Remmy Nweke, vice-président d’ACSIS, a exhorté les participants et les parents à veiller à ce qu’ils accordent un pied d’égalité à leurs enfants, quel que soit leur sexe, soulignant que, même s’il existe une inhibition culturelle de l’acceptation et de l’autonomisation des femmes, il a souligné que Lorsque la famille encouragera les femmes, même les jeunes garçons respecteront leurs sœurs parmi les femmes en général, insistant pour que la charité commence à la maison.
Cette session a abordé le fait que les femmes ont un accès inégal aux opportunités économiques, alors que les technologies numériques transforment radicalement les économies; la fracture entre les sexes s’est élargie.

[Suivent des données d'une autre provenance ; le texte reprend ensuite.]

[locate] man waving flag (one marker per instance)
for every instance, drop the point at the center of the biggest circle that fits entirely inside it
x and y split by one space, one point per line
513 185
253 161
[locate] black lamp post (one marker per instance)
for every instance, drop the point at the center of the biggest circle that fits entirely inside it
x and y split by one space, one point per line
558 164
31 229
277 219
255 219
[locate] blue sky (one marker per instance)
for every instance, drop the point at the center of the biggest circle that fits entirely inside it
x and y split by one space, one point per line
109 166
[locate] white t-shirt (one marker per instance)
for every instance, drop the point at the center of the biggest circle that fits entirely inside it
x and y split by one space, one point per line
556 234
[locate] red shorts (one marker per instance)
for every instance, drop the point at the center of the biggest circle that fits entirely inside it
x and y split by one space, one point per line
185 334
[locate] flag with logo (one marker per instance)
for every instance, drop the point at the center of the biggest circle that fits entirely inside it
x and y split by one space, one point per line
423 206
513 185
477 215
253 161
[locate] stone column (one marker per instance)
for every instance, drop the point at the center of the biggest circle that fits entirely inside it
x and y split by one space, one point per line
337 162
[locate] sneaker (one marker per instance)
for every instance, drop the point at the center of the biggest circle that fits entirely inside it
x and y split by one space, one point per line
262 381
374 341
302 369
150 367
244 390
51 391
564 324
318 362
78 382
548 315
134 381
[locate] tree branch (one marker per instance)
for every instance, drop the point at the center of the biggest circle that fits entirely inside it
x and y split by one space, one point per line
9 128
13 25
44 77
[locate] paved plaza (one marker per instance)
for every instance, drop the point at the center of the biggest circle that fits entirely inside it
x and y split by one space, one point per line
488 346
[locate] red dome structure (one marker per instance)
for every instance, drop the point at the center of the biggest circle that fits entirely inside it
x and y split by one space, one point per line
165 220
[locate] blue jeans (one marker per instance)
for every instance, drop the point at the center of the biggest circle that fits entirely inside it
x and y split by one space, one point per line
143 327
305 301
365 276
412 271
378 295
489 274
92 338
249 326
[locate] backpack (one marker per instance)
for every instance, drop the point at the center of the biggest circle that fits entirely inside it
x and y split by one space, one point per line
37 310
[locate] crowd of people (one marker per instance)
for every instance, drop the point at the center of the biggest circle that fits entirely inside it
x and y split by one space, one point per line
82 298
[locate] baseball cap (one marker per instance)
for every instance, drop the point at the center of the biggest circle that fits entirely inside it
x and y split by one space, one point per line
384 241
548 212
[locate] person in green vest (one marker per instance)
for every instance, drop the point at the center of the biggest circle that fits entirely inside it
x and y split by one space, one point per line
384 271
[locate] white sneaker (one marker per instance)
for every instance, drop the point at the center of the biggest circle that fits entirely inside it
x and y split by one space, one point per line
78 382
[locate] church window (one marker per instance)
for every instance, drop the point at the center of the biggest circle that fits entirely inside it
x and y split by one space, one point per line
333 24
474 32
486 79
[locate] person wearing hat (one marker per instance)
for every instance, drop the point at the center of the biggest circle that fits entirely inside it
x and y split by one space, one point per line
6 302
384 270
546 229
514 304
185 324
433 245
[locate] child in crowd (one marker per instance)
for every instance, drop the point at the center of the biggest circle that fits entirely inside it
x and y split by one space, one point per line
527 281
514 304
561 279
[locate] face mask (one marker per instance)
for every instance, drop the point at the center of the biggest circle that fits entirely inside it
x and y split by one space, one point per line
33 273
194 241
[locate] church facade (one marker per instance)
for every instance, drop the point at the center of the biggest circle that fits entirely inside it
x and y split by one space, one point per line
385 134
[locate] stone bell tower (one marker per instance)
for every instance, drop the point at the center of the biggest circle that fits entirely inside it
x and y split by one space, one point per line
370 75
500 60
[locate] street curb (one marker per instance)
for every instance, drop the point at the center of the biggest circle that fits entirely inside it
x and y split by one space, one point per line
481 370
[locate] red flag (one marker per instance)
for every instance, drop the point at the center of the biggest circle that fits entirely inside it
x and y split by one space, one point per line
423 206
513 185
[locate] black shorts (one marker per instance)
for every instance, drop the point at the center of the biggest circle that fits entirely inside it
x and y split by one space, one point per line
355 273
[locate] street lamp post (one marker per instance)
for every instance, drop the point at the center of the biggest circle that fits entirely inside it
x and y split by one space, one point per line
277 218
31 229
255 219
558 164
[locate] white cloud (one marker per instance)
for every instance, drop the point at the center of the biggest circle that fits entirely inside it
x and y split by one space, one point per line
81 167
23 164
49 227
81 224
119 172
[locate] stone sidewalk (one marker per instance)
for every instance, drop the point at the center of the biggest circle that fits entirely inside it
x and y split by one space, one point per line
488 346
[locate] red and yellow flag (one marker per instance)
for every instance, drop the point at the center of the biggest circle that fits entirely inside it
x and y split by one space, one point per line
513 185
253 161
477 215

De ce fait, les technologies numériques sont devenues un puissant moteur de développement social et économique, apportant des avantages substantiels à la fois aux individus et à la société.
Observation et conclusion:
1. Il a été observé que malgré la collaboration vantée d’ACSIS avec la CNUCED lors de cette conférence, aucun logo ACSIS ne figure sur aucune bannière en dehors du site Web.
2. Les changements de lieu n’ont pas été communiqués rapidement, même en l’absence de coordination dans la participation à ACSIS.
3. C’était avant tout un événement riche digne de la participation d’ACSIS
4. ACSIS devra peut-être approfondir les raisons qui sous-tendent certaines sessions qui promeuvent davantage d’organisations de la société civile panafricaines et qui peuvent le mettre en concurrence sérieuse.
5. Nous pouvons également tirer parti de cette prochaine année pour notre assemblée générale annuelle (AGA), indépendamment de toute charge.
6. La participation à ACSIS, comme dans les panels, doit être bien structurée pour que les membres se rencontrent et se saluent éventuellement pendant le déjeuner.
7. Il est nécessaire de maintenir l’hébergement en Afrique, au moins pendant une année supplémentaire avant de le transférer dans d’autres régions du continent. Sinon, il ne faut pas trop insister sur la mise en place d’un projet similaire en collaboration avec la société civile panafricaine telle qu’ACSIS.